Look, I know, you would never ever marry someone for his/her money (probably), but… you will marry someone’s money if you get married. You will marry her student loan payments. You will marry his credit card debt. You will marry her impulse spending and his $600 a month Lexus lease. You will marry your partner’s FICO score, salary, savings account (see, I can think positively), and discomfort in talking about finances. Money isn’t everything but it’s a whole hell of a lot when you need to pay rent or feed your children.
Before you can decide if you should combine your finances with someone, you need to know where that person is financially and exactly how that person views and handles finances. You have to talk about money even if don’t know where to begin.
Maybe you’re ashamed of your debt or concerned about your partner’s credit card use but it’s far too uncomfortable to discuss. You don’t ask questions about your partner’s money because you don’t want to seem accusatory or shallow. Maybe you feel that asking specifics about how someone handles money is tantamount to saying you don’t trust him. But the truth is…maybe you shouldn’t trust him where money is concerned.
Some very lovely, intelligent people do not have a concept of finances. And being friends with that person is one thing but being in love with that person and taking on her finances as your own is something else.
Love does not fix finances. (My thirteen-year-old, romance-obsessed self is disgusted with me right now. Even my seven-years-married adult self is a little disgusted with me right now. But it’s true.) If you want a long and happy relationship, you need a financial partner. And a financial partner is someone you can talk to about finances and someone you can trust with your money.
To help you begin to talk about money, here are 11 questions to ask and answer for you partner as you start to think about a future together.
1. What is your credit score? There may be better foreplay than a FICO score chat, but if you ever want to own a house or rent an apartment or have a car with your partner, his credit score is where it’s at.
2. How much money is in your checking account right now? It’s not really about the amount (I mean it’s a little about the amount) but it’s about your knowledge of your money. Are you someone who keeps close tabs on your accounts or are you someone who wouldn’t realize for a week if you were overdrawn?
3. Exactly how much debt do you have and where is it? Do you have seven balances on seven different credit cards? Is your mate still paying student loans? Do you have $15,000 left on your auto loan? Add it all up. Your debt plus your partner’s debt equals your debt. You both have to be willing to take that on without any judgment or resentment. (The good news is that any debt incurred after you are married can be full of judgment and resentment!)

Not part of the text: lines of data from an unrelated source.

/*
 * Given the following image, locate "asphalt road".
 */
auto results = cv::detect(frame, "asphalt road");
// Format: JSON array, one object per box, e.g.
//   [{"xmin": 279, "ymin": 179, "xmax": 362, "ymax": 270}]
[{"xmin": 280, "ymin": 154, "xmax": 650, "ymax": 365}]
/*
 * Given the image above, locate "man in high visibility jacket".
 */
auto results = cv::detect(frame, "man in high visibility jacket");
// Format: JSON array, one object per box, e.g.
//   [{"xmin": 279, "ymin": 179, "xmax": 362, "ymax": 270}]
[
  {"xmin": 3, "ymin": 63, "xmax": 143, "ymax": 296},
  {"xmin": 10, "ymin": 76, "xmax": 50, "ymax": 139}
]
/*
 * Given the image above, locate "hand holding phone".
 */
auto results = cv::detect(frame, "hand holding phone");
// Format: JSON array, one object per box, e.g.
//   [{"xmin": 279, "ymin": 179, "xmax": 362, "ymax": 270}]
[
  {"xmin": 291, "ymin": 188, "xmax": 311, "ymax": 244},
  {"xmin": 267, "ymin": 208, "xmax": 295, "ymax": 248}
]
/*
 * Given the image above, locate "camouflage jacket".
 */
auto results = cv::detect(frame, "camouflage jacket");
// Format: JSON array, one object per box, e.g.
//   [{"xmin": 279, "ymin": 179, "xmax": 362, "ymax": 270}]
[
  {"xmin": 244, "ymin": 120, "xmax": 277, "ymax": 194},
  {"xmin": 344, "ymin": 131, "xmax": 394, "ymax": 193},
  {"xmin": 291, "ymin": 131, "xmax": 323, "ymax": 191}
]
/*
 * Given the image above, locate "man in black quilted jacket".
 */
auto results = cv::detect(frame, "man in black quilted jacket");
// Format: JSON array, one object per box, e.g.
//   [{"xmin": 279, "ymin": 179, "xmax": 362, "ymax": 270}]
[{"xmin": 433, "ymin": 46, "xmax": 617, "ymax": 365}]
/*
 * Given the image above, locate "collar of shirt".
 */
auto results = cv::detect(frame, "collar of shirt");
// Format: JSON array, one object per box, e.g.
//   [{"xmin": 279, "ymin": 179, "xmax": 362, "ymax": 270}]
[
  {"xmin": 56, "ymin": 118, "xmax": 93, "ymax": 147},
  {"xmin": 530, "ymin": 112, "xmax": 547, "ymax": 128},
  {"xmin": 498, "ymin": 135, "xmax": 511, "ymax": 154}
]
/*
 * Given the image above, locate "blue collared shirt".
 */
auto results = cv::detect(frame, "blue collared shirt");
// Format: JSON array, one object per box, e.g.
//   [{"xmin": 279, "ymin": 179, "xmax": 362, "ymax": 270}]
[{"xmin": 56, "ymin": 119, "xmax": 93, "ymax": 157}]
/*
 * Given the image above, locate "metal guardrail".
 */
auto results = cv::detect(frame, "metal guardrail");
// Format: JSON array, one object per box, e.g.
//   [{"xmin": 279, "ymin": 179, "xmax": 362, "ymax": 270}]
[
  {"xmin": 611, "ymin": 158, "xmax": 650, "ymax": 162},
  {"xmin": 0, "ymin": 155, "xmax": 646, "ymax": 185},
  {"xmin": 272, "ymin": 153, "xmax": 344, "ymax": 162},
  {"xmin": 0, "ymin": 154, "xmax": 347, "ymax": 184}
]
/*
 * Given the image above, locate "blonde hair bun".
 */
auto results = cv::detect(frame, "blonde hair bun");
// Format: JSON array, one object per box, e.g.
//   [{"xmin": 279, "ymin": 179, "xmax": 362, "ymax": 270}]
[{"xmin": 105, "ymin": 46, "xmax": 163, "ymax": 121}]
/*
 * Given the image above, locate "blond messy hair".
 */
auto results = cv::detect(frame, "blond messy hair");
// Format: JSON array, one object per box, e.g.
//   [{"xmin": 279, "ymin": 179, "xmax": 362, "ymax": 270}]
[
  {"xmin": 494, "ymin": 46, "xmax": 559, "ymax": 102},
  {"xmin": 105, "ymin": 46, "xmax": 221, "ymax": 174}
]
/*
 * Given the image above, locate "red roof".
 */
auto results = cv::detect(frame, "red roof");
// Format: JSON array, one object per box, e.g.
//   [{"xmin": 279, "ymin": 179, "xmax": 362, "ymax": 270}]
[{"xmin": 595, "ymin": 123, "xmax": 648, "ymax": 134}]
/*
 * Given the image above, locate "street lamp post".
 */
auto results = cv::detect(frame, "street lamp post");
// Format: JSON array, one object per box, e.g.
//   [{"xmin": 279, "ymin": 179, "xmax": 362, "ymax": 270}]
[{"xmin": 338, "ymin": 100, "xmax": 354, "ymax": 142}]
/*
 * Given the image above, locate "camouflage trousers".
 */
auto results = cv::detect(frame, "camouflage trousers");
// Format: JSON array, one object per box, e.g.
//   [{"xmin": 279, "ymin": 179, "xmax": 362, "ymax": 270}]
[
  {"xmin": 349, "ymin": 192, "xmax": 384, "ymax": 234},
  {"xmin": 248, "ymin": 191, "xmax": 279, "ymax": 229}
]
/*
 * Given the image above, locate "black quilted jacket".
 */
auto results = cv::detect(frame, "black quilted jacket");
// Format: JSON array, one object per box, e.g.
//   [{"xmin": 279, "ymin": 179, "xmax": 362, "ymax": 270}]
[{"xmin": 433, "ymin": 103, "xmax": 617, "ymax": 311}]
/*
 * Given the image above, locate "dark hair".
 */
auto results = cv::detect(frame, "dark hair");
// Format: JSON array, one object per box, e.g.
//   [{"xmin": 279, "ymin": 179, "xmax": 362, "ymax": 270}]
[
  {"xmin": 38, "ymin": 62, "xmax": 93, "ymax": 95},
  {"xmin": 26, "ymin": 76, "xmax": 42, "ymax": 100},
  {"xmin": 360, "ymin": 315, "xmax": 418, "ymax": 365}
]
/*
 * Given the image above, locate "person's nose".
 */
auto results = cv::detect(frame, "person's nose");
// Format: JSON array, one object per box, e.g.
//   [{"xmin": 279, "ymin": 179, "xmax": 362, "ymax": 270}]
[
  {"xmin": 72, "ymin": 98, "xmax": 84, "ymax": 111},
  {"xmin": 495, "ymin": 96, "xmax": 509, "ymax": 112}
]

4. What’s your philosophy on credit card use? When do you use credit cards and how often? Are you comfortable with your credit card use or do you want to get into a different relationship with credit? If you and your partner have very different ideas about when it’s appropriate to use credit or if you both have the same ideas but, you know, they’re bad ideas, then you have to figure out how to fix that right now.
5. Do you think in the short term or long term financially? Do you live paycheck to paycheck or do you have a savings account and investments? Do you stick to a specified budget or do you make financial decisions in the moment? How is your system working for you?
6. What’s more important to you, having your dream job or having your dream house? Let’s say you could have a job you absolutely love but it only pays enough for an ok home, or you could have a home you absolutely love but it’s paid for by a job that’s only ok. Which would you choose? To me, this is a crucial question. If you don’t have the same priorities about your lifestyle, then someone is going to end up resenting someone else.
7. How do your parents talk about and handle money? Do they give you money? It will be enlightening to hear your partner’s answer to this question, but you may find it even more enlightening to hear your own answer.
8. On a scale of 1 to 10, how "good with money" are you? One being "I’m absolutely terrible with money and I don’t know why." Five being "I keep my head above water." And ten being, "I’m annoyingly good with money. No, seriously. I will annoy the crap out of you with my management of money." Are you happy where you are on that scale?
9. What does it mean to you to be "good with money"? What is "enough money" for you? There was a time in my life where being "good with money" meant that I was vaguely aware when my credit card payment was due and "enough money" was whatever amount of money it would take to get me a fancy house on the beach (just a few million bucks). Those definitions served me just fine when I only had myself to answer to but they would not serve me or my husband well in our marriage.
10. How do you plan to become/remain financially stable? Is it about making more money, living within your means, working on a budget, or marrying someone rich? I think it’s important to know if your partner feels like he has power over his money or if he feels like money is this constant struggle that’s always happening to him.
11. Are you willing to change the way you handle finances? This is the most important question. You can’t enter into a financial relationship with someone who has a negative relationship with money and isn’t willing to change that. It’s impossibly frustrating to have your finances tied to someone who is irresponsible with your family money and just shuts down or gets angry when you try to address the problem.
Finances are so complicated and tied to our egos and so very not fun to discuss – especially with someone that you just want to love. But love does not have to be blind. Start having honest conversations about money with your loved one before you combine your finances.